Zhao Lina, Li Yun, Wang Yunying, Gao Qian, Ge Zengzheng, Sun Xibo, Li Yi
Emergency Department, State Key Laboratory of Complex Severe and Rare Diseases, Peking Union Medical College Hospital, Peking Union Medical College, Chinese Academy of Medical Sciences, Beijing, China.
Department of Critical Care Medicine, Chifeng Municipal Hospital, Chifeng Clinical Medical College of Inner Mongolia Medical University, Chifeng, China.
Front Microbiol. 2021 Aug 19;12:737066. doi: 10.3389/fmicb.2021.737066. eCollection 2021.
Hospital mortality is high for patients with encephalopathy caused by microbial infection. Microbial infections often induce sepsis. The damage to the central nervous system (CNS) is defined as sepsis-associated encephalopathy (SAE). However, the relationship between pathogenic microorganisms and the prognosis of SAE patients is still unclear, especially gut microbiota, and there is no clinical tool to predict hospital mortality for SAE patients. The study aimed to explore the relationship between pathogenic microorganisms and the hospital mortality of SAE patients and develop a nomogram for the prediction of hospital mortality in SAE patients.
The study is a retrospective cohort study. The lasso regression model was used for data dimension reduction and feature selection. Model of hospital mortality of SAE patients was developed by multivariable Cox regression analysis. Calibration and discrimination were used to assess the performance of the nomogram. Decision curve analysis (DCA) to evaluate the clinical utility of the model.

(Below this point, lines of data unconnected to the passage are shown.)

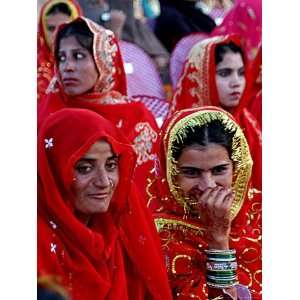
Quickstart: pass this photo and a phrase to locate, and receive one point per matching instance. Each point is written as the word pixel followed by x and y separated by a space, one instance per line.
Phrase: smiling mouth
pixel 70 81
pixel 98 196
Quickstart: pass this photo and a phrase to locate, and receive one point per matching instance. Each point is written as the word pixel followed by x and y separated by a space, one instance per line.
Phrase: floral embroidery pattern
pixel 53 247
pixel 48 143
pixel 53 225
pixel 143 142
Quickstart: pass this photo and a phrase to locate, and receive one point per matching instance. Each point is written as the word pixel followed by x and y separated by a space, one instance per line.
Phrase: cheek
pixel 186 184
pixel 115 179
pixel 221 84
pixel 92 73
pixel 225 181
pixel 79 187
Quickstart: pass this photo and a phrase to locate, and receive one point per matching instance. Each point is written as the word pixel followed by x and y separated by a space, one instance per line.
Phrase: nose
pixel 235 80
pixel 101 179
pixel 69 65
pixel 206 181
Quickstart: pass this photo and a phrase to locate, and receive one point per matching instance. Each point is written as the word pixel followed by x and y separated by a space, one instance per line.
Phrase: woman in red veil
pixel 245 20
pixel 94 233
pixel 90 74
pixel 204 155
pixel 198 86
pixel 59 11
pixel 255 93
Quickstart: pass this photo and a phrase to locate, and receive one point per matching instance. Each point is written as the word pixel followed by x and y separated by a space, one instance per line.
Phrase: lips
pixel 98 196
pixel 70 81
pixel 235 94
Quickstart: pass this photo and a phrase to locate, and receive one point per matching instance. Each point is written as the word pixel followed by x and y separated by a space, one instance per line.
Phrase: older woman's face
pixel 77 68
pixel 203 167
pixel 96 178
pixel 230 79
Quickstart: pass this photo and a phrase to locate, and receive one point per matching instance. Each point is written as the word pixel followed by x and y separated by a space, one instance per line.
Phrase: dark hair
pixel 59 8
pixel 82 33
pixel 213 132
pixel 224 48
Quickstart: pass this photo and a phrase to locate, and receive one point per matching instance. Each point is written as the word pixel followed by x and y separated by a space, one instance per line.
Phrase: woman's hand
pixel 213 207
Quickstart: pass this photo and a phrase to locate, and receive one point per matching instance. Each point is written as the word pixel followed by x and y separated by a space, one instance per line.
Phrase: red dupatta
pixel 108 98
pixel 45 59
pixel 182 235
pixel 197 87
pixel 255 94
pixel 245 20
pixel 110 259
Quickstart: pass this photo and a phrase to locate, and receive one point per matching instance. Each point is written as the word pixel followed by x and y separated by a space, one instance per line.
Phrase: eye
pixel 219 170
pixel 242 72
pixel 112 165
pixel 189 172
pixel 83 168
pixel 50 28
pixel 79 55
pixel 61 57
pixel 224 72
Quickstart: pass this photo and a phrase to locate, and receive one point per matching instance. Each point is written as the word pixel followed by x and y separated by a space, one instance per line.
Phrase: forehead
pixel 69 43
pixel 231 60
pixel 57 19
pixel 100 150
pixel 203 157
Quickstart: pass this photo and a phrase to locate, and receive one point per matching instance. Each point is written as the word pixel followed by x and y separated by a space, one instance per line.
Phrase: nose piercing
pixel 111 183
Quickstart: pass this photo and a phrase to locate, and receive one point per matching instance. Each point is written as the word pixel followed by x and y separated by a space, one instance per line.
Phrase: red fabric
pixel 184 238
pixel 45 59
pixel 255 95
pixel 197 87
pixel 245 20
pixel 109 100
pixel 110 259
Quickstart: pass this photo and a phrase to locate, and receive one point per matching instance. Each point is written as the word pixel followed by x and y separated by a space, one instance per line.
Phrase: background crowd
pixel 128 194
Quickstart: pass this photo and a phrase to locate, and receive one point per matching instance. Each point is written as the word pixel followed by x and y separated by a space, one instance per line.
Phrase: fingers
pixel 217 201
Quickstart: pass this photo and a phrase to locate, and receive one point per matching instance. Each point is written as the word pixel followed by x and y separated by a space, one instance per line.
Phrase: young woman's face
pixel 203 167
pixel 77 68
pixel 96 178
pixel 52 22
pixel 230 79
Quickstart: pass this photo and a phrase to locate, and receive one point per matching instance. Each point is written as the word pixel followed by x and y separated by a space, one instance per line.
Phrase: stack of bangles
pixel 221 268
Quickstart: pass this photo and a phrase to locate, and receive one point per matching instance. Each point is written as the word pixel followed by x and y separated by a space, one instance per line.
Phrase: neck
pixel 83 218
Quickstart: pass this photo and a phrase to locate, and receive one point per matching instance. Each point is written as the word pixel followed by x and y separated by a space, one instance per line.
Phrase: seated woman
pixel 94 233
pixel 90 74
pixel 207 214
pixel 53 13
pixel 216 73
pixel 255 94
pixel 245 20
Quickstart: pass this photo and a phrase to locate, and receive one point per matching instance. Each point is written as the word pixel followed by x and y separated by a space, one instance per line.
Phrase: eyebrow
pixel 114 156
pixel 199 169
pixel 76 49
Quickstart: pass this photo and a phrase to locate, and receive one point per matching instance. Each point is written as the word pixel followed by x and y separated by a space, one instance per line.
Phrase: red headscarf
pixel 111 258
pixel 255 94
pixel 45 59
pixel 183 235
pixel 197 87
pixel 245 20
pixel 109 100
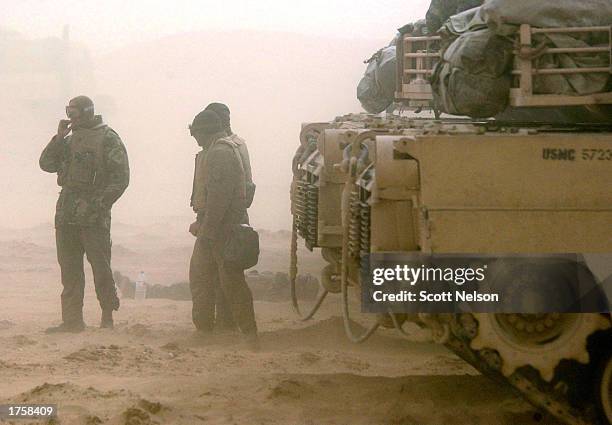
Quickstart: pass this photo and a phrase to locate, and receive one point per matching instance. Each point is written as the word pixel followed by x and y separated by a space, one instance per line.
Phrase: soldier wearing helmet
pixel 92 169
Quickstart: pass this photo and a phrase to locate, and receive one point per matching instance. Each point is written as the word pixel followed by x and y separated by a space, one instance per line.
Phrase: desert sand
pixel 153 368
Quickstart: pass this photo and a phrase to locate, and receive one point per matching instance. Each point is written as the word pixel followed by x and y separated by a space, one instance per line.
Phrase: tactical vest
pixel 244 155
pixel 198 196
pixel 84 168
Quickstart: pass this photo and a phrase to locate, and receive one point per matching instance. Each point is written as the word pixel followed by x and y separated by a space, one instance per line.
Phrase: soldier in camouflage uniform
pixel 93 172
pixel 223 316
pixel 219 199
pixel 440 10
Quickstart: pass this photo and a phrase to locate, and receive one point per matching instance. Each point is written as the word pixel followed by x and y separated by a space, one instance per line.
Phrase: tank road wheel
pixel 603 389
pixel 538 340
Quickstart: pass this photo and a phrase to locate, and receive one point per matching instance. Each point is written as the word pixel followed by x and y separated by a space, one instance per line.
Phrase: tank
pixel 400 183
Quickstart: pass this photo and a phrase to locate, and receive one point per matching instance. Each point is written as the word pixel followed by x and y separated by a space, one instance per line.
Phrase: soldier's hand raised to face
pixel 63 128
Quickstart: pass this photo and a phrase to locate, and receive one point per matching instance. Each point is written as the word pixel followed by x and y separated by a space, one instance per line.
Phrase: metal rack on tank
pixel 526 70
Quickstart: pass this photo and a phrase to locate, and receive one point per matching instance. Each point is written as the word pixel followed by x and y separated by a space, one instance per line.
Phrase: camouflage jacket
pixel 224 188
pixel 89 203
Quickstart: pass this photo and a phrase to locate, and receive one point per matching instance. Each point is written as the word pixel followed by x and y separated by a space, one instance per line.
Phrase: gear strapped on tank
pixel 85 166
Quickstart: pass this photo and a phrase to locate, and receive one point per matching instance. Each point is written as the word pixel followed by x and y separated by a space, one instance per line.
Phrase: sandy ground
pixel 153 368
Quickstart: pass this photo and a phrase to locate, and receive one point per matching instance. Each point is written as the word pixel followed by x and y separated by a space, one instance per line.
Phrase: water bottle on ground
pixel 140 292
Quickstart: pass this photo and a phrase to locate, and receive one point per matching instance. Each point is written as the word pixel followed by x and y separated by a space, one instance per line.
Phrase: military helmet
pixel 207 122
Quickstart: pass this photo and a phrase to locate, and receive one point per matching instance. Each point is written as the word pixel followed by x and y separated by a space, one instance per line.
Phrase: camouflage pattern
pixel 440 10
pixel 89 207
pixel 93 241
pixel 224 205
pixel 83 212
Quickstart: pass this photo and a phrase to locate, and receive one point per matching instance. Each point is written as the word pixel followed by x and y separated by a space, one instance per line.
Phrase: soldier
pixel 93 172
pixel 219 199
pixel 224 114
pixel 223 316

Unfortunately, the results of our study did not find intestinal infection and microorganisms of the gastrointestinal (such as: Escherichia coli) that are related to the prognosis of SAE. Lasso regression and multivariate Cox regression indicated that factors including respiratory failure, lactate, international normalized ratio (INR), albumin, SpO, temperature, and renal replacement therapy were significantly correlated with hospital mortality. The AUC of 0.812 under the nomogram was more than that of the Simplified Acute Physiology Score (0.745), indicating excellent discrimination. DCA demonstrated that using the nomogram or including the prognostic signature score status was better than without the nomogram or using the SAPS II at predicting hospital mortality.
The prognosis of SAE patients has nothing to do with intestinal and microbial infections. We developed a nomogram that predicts hospital mortality in patients with SAE according to clinical data. The nomogram exhibited excellent discrimination and calibration capacity, favoring its clinical utility.
微生物感染所致脑病患者的医院死亡率很高。微生物感染常诱发脓毒症。对中枢神经系统(CNS)的损害被定义为脓毒症相关性脑病(SAE)。然而,致病微生物与SAE患者预后之间的关系仍不清楚,尤其是肠道微生物群,且尚无临床工具可预测SAE患者的医院死亡率。本研究旨在探讨致病微生物与SAE患者医院死亡率之间的关系,并建立一个预测SAE患者医院死亡率的列线图。
本研究为回顾性队列研究。采用套索回归模型进行数据降维和特征选择。通过多变量Cox回归分析建立SAE患者医院死亡率模型。采用校准和鉴别来评估列线图的性能。采用决策曲线分析(DCA)评估模型的临床实用性。
遗憾的是,我们的研究结果未发现肠道感染及胃肠道微生物(如:大肠杆菌)与SAE的预后相关。套索回归和多变量Cox回归表明,呼吸衰竭、乳酸、国际标准化比值(INR)、白蛋白、SpO、体温和肾脏替代治疗等因素与医院死亡率显著相关。列线图下的AUC为0.812,高于简化急性生理学评分(0.745),表明具有良好的鉴别能力。DCA表明,在预测医院死亡率方面,使用列线图或纳入预后特征评分状态比不使用列线图或使用急性生理学和慢性健康状况评分系统II(SAPS II)更好。
SAE患者的预后与肠道及微生物感染无关。我们根据临床数据建立了一个预测SAE患者医院死亡率的列线图。该列线图具有良好的鉴别和校准能力,有利于其临床应用。